Microsoft continues to prepare for the third-quarter launch of its Dynamics Live CRM service with Tuesday's announcement of initial pricing and product information.
Customers in North America will be able to begin using the service free under an early-access program this year, and Microsoft expects to start charging for the hosted CRM (customer relationship management) service in the first half of 2008, according to Brad Wilson, general manager for Microsoft Dynamics CRM.
The software giant made the announcements at its Worldwide Partner Conference (WPC) in Denver. At the same conference a year ago in Boston, Microsoft CEO Steve Ballmer confirmed Dynamics Live CRM would be the vendor's third major Live hosted service, following on from its Windows Live and Office Live software-as-a-service (SaaS) offerings.

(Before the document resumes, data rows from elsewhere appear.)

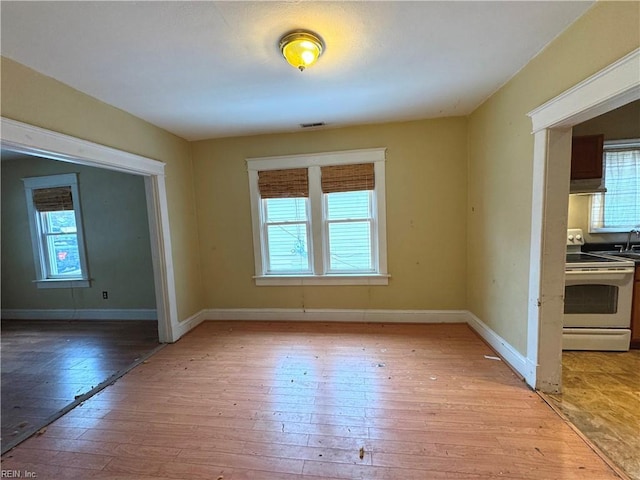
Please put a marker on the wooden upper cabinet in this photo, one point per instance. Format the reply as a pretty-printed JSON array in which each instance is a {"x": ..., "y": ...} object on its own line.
[{"x": 586, "y": 157}]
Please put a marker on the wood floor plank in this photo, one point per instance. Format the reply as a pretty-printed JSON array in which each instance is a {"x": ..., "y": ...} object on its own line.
[{"x": 301, "y": 401}]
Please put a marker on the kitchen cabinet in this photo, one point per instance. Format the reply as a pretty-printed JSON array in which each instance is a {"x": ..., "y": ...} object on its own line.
[
  {"x": 586, "y": 157},
  {"x": 635, "y": 311}
]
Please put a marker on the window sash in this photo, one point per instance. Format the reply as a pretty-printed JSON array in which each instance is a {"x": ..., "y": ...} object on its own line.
[
  {"x": 336, "y": 258},
  {"x": 49, "y": 254},
  {"x": 317, "y": 249},
  {"x": 618, "y": 209},
  {"x": 269, "y": 256}
]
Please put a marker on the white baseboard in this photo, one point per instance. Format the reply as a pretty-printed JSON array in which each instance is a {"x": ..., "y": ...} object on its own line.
[
  {"x": 499, "y": 344},
  {"x": 84, "y": 314},
  {"x": 337, "y": 315},
  {"x": 189, "y": 324}
]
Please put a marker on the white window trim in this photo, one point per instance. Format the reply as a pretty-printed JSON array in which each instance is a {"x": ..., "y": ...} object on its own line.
[
  {"x": 611, "y": 145},
  {"x": 51, "y": 181},
  {"x": 314, "y": 161}
]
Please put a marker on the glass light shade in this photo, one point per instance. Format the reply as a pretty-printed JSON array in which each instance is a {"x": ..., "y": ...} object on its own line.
[{"x": 301, "y": 49}]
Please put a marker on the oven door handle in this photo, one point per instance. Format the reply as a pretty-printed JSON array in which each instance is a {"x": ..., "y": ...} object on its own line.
[{"x": 621, "y": 271}]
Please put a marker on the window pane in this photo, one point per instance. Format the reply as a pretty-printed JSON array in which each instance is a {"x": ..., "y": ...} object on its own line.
[
  {"x": 63, "y": 221},
  {"x": 64, "y": 257},
  {"x": 349, "y": 205},
  {"x": 350, "y": 246},
  {"x": 285, "y": 209},
  {"x": 618, "y": 209},
  {"x": 287, "y": 245}
]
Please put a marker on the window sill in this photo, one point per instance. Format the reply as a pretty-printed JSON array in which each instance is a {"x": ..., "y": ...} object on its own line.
[
  {"x": 79, "y": 283},
  {"x": 303, "y": 280}
]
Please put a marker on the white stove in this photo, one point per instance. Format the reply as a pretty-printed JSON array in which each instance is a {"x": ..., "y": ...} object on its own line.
[{"x": 598, "y": 293}]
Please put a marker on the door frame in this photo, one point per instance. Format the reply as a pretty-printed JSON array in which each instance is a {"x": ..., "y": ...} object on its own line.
[
  {"x": 31, "y": 140},
  {"x": 612, "y": 87}
]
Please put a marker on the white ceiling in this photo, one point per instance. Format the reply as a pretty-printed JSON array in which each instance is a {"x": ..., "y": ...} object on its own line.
[{"x": 213, "y": 69}]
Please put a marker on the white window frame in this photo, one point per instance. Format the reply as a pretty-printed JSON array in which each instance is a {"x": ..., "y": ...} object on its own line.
[
  {"x": 318, "y": 238},
  {"x": 39, "y": 256},
  {"x": 610, "y": 145}
]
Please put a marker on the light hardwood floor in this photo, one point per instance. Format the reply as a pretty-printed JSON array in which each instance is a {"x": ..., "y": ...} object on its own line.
[
  {"x": 601, "y": 397},
  {"x": 306, "y": 401}
]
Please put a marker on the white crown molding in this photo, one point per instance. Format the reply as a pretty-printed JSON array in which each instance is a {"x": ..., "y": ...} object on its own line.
[
  {"x": 82, "y": 314},
  {"x": 612, "y": 87},
  {"x": 32, "y": 140}
]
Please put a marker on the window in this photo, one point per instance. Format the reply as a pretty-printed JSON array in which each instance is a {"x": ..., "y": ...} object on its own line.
[
  {"x": 319, "y": 219},
  {"x": 618, "y": 210},
  {"x": 57, "y": 238}
]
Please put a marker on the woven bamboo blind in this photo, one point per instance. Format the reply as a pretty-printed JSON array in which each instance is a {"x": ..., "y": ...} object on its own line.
[
  {"x": 53, "y": 199},
  {"x": 347, "y": 178},
  {"x": 289, "y": 183}
]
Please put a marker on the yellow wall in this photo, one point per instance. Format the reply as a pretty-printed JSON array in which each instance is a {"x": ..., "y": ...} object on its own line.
[
  {"x": 500, "y": 162},
  {"x": 32, "y": 98},
  {"x": 426, "y": 200}
]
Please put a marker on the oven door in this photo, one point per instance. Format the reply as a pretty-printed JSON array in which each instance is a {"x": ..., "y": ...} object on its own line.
[{"x": 598, "y": 299}]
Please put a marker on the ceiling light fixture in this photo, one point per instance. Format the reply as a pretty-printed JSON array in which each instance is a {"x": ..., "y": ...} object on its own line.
[{"x": 301, "y": 48}]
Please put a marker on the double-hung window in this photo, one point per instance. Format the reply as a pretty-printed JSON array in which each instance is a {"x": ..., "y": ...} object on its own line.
[
  {"x": 319, "y": 218},
  {"x": 55, "y": 222},
  {"x": 618, "y": 209}
]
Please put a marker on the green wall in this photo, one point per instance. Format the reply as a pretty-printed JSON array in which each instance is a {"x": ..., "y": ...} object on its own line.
[
  {"x": 116, "y": 237},
  {"x": 30, "y": 97}
]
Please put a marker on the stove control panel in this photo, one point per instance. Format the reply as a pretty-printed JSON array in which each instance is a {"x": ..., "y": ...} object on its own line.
[{"x": 575, "y": 236}]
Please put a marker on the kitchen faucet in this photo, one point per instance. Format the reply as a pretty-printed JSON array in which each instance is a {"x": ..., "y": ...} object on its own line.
[{"x": 629, "y": 247}]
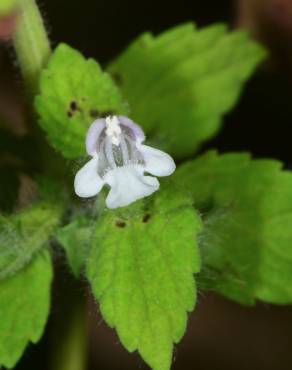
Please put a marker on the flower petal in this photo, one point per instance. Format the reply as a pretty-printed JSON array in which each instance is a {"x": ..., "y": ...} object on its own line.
[
  {"x": 157, "y": 163},
  {"x": 93, "y": 134},
  {"x": 87, "y": 183},
  {"x": 128, "y": 184}
]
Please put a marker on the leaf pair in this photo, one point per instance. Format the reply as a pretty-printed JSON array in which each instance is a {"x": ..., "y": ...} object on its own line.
[
  {"x": 141, "y": 260},
  {"x": 178, "y": 86}
]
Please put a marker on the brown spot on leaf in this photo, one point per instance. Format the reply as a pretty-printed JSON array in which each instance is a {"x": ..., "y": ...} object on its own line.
[
  {"x": 146, "y": 217},
  {"x": 120, "y": 224}
]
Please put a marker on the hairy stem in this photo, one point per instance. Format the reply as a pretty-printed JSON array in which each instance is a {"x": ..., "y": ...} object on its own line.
[
  {"x": 31, "y": 44},
  {"x": 71, "y": 348}
]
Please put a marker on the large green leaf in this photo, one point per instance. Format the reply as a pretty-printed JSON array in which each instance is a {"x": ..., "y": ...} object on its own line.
[
  {"x": 26, "y": 232},
  {"x": 24, "y": 308},
  {"x": 73, "y": 92},
  {"x": 141, "y": 270},
  {"x": 180, "y": 83},
  {"x": 246, "y": 243}
]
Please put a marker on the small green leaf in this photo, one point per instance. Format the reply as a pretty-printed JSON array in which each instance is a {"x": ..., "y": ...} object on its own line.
[
  {"x": 73, "y": 93},
  {"x": 76, "y": 239},
  {"x": 141, "y": 270},
  {"x": 246, "y": 242},
  {"x": 26, "y": 232},
  {"x": 24, "y": 308},
  {"x": 180, "y": 83}
]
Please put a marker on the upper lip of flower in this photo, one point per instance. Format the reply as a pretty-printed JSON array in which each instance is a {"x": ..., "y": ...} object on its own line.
[{"x": 119, "y": 159}]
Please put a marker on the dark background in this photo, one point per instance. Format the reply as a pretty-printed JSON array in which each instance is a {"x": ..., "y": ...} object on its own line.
[{"x": 221, "y": 334}]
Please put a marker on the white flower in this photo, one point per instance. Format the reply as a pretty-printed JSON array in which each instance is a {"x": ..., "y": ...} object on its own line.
[{"x": 119, "y": 159}]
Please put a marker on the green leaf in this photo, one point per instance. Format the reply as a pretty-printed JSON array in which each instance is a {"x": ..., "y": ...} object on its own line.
[
  {"x": 76, "y": 239},
  {"x": 8, "y": 7},
  {"x": 141, "y": 270},
  {"x": 246, "y": 243},
  {"x": 26, "y": 232},
  {"x": 73, "y": 93},
  {"x": 24, "y": 308},
  {"x": 181, "y": 83}
]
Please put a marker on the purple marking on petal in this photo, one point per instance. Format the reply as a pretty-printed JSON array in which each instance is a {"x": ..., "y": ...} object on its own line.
[
  {"x": 137, "y": 131},
  {"x": 93, "y": 134}
]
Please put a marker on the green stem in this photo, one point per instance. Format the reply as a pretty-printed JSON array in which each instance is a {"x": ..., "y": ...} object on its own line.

Live CRM is one of three deployment options in Microsoft's upcoming "Titan" release of its CRM software. Titan will be the first Microsoft CRM release based on a multitenant architecture, using a single code base to support three types of usage: Live CRM, an on-premise version of the CRM application, and a partner-hosted release. All three deployment options share a common code base. The on-premise and partner-hosted versions of Titan should appear in the fourth quarter of this year, Wilson said.
The company has yet to commit to a launch date for Dynamics Live CRM outside the United States and Canada but does intend to offer the service internationally, Wilson said.

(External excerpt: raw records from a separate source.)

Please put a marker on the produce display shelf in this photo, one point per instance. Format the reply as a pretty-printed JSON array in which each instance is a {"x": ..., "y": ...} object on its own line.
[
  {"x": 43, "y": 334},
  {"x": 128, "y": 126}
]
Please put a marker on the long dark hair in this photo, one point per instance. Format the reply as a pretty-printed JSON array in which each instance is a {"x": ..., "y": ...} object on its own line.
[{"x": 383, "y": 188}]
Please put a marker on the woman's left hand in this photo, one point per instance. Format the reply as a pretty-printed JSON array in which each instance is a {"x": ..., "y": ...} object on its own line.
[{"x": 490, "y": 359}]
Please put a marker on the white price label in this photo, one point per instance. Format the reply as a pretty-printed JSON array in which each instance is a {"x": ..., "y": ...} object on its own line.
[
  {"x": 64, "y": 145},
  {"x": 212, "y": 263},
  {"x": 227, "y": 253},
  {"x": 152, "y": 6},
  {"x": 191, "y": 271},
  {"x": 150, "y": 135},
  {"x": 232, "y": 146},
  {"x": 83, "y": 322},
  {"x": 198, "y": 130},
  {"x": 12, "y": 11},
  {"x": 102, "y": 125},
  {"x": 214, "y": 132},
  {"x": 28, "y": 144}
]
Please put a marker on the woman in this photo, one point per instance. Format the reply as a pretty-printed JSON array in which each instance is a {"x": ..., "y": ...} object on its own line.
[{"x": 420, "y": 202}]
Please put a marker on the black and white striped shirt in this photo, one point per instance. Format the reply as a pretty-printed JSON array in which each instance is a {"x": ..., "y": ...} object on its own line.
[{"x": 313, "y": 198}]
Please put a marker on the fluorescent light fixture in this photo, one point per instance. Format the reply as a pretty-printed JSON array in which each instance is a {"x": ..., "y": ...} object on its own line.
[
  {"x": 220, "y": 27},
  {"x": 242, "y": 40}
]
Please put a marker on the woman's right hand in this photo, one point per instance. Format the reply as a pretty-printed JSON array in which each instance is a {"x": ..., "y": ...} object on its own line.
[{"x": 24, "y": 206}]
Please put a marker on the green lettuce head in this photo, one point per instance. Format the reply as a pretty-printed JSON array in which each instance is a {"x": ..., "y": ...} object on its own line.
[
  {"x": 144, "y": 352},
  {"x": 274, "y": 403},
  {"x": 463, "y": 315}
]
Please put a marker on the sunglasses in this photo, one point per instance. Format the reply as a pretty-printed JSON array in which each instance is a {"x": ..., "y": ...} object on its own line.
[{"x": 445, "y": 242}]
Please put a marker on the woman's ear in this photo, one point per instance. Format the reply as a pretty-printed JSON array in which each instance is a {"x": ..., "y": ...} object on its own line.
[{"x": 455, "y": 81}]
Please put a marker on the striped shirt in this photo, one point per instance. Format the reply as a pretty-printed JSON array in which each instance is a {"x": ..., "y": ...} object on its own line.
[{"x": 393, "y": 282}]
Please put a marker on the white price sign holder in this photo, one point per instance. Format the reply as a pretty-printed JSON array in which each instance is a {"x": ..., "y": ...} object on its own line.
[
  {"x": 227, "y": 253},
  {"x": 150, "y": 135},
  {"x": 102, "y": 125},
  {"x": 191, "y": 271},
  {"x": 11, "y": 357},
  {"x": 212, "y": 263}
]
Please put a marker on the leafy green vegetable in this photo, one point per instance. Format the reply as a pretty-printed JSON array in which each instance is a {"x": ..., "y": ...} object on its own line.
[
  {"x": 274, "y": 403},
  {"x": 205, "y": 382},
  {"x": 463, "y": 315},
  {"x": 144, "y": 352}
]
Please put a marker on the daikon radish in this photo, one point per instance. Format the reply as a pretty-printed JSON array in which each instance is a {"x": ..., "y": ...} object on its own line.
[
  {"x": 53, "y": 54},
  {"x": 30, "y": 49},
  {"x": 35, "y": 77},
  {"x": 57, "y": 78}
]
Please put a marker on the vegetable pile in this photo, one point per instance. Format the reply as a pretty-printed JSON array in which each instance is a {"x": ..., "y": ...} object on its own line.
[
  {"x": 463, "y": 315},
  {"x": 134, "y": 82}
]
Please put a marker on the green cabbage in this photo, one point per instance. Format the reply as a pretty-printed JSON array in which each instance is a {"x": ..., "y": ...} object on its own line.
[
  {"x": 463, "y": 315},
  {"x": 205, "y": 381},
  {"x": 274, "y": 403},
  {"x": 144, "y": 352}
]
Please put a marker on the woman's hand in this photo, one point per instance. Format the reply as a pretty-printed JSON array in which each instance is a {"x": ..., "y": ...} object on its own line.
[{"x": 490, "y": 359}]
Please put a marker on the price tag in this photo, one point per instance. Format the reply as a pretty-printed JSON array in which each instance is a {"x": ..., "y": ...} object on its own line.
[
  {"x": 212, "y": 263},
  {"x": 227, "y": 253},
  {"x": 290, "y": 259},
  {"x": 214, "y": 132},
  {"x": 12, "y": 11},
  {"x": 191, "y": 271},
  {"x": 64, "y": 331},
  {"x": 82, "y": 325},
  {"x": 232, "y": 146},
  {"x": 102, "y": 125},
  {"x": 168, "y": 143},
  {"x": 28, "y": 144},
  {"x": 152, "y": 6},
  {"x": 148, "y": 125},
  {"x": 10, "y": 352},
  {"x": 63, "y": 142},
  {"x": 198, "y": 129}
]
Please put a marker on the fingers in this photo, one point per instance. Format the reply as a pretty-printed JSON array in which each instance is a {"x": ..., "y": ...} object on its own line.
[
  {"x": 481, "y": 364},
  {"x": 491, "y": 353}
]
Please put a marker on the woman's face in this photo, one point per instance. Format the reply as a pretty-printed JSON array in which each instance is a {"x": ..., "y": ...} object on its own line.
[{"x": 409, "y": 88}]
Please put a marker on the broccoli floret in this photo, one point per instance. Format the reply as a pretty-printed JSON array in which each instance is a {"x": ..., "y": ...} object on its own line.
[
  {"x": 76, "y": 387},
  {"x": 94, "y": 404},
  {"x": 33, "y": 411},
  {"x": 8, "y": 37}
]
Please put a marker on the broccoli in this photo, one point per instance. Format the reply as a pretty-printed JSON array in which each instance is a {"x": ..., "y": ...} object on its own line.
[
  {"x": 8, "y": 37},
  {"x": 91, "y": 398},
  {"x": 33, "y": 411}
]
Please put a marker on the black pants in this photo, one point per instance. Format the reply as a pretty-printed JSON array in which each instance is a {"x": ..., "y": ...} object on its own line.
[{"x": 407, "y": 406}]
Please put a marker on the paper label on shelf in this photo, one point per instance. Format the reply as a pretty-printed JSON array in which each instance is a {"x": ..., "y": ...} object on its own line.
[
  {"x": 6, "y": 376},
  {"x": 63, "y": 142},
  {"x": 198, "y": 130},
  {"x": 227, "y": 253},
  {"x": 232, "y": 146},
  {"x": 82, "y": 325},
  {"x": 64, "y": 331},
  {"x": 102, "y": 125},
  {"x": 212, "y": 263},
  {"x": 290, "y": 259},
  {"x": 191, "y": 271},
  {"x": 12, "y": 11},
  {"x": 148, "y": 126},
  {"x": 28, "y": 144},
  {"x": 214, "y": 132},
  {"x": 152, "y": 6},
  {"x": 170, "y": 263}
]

Microsoft's partners have already been hosting Dynamics CRM, and Wilson stressed that the customer early access program for Live CRM will be partner-led, meaning that would-be users have to go through partners to sign up for the service. Microsoft will also compensate partners annually for the customers they sign up for Live CRM. Each year, such partners will receive 10 percent of the annual SaaS subscription revenue per customer. For next year, Microsoft will offer an additional sweetener to partners increasing it to 15 percent.

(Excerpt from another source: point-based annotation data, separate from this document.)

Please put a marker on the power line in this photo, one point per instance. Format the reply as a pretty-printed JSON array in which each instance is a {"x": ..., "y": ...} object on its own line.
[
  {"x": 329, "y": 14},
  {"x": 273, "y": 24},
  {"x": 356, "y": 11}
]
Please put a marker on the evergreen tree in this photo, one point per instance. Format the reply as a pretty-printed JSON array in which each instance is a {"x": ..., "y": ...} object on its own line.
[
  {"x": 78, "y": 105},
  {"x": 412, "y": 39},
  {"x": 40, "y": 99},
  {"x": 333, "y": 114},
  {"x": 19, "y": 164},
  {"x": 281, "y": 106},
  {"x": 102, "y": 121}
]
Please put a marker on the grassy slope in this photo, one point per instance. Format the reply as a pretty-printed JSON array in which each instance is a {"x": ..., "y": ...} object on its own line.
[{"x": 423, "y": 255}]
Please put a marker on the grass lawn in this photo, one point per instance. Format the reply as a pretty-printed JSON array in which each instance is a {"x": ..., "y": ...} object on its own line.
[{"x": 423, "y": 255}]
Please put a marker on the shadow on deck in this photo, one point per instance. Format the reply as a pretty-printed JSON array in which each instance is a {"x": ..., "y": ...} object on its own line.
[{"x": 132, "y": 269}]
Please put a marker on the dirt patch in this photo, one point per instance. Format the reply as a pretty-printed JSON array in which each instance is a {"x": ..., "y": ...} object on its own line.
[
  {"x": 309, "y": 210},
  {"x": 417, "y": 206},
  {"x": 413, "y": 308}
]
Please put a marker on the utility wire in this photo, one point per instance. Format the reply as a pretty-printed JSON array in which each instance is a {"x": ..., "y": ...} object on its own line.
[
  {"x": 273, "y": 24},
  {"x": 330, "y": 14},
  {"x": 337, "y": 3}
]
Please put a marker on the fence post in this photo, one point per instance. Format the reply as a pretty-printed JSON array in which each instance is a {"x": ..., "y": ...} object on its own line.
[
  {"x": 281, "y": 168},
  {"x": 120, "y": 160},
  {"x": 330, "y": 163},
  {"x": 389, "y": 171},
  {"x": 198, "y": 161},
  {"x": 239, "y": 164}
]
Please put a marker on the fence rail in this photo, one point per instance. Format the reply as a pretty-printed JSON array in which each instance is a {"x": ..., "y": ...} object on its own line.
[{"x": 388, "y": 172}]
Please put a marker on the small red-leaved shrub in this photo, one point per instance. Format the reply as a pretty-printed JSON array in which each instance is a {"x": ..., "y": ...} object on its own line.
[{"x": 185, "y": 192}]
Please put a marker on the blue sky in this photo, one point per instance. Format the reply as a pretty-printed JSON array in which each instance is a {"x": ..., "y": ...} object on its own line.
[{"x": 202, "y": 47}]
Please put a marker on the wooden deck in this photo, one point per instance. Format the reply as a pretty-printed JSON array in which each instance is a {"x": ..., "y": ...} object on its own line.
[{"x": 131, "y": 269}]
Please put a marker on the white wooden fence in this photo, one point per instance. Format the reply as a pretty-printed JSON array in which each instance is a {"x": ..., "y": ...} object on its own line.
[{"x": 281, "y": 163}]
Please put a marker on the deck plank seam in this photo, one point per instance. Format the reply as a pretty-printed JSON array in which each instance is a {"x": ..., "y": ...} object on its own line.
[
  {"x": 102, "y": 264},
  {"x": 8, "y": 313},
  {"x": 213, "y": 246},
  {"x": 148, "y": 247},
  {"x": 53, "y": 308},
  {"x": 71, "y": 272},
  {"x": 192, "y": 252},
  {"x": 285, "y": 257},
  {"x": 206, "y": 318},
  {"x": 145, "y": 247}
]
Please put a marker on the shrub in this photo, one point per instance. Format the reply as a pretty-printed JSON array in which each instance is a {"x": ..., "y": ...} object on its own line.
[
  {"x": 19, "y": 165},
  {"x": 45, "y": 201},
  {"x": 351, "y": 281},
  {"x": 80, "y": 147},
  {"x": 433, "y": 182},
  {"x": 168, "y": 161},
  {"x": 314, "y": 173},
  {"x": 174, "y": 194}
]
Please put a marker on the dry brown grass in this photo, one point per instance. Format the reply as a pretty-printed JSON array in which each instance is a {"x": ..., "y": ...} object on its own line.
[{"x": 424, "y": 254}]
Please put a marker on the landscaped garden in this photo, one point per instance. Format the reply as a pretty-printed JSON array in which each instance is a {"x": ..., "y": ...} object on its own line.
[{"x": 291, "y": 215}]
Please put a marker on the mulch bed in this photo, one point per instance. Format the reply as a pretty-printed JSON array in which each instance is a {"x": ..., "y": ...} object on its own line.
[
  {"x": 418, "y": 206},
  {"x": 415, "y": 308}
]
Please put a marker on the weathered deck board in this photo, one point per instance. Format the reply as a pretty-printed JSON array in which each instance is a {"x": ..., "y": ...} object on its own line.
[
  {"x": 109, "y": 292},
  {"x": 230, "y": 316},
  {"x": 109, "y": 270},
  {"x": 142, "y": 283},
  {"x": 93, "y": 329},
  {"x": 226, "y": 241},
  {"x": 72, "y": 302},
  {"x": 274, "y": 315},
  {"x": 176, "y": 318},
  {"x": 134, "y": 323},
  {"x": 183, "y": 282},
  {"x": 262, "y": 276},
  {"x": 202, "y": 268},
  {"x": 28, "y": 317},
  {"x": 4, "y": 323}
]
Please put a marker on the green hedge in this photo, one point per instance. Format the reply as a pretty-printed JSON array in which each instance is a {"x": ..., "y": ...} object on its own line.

Microsoft plans to provide a number of different versions of Live CRM. Dynamics Live CRM Professional, aimed at companies with five or more CRM users, will be the first to become available, Wilson said. Professional is the service Microsoft will offer in its free early customer access program this year.
In 2008, Professional will cost $39 per user per month in a promotional price, which will eventually be raised to $44 per user per month. The service will enable users to access CRM capabilities through Microsoft Outlook and browser clients and will include customizable workflow based on Windows Workflow Foundation.
The other Live CRM release Microsoft intends to begin offering in the first half of next year is its Enterprise version, which adds in offline data synchronization on top of the Professional features. Dynamics Live CRM Enterprise will cost $59 per user per month.
"The decision to allow early access to CRM Live for no fee is a pragmatic approach to attracting Microsoft-oriented prospects who have been looking for commodity salesforce automation functionality but have as of yet sat it out," Michael Maoz, vice president at market research company Gartner, wrote in an e-mail comment. "We don't expect Microsoft CRM Live will be generally available to customers until the first quarter of 2008 at the earliest, and then for North American clients only, with subsequent waves for EMEA AsiaPac."
Microsoft's initial focus with CRM Live will be salesforce automation for business-to-business organizations, Maoz said, not customer service in the contact center, Web self-service or field service. Until Microsoft releases a full list of functionality for the service and how much customization of the product it will allow, customers will find it to hard to do "an apples-to-apples comparison" of Live CRM versus existing on-demand CRM from the likes of Salesforce.com and NetSuite, he added. Salesforce.com's Group Edition might be the likely rival to CRM Live and a sight cheaper than Microsoft's offering at $10 per user.
"Salesforce.com is better focused from a sales and marketing perspective, selling directly and through its growing third-party partners, giving them a strong head start in the market that will be hard for Microsoft to compete with given its current go-to-market strategy, especially its dependence on partners to deliver a hosted solution in addition to the SaaS model -- the hosted offering has only a slight chance of succeeding over the next 18 months," Maoz wrote.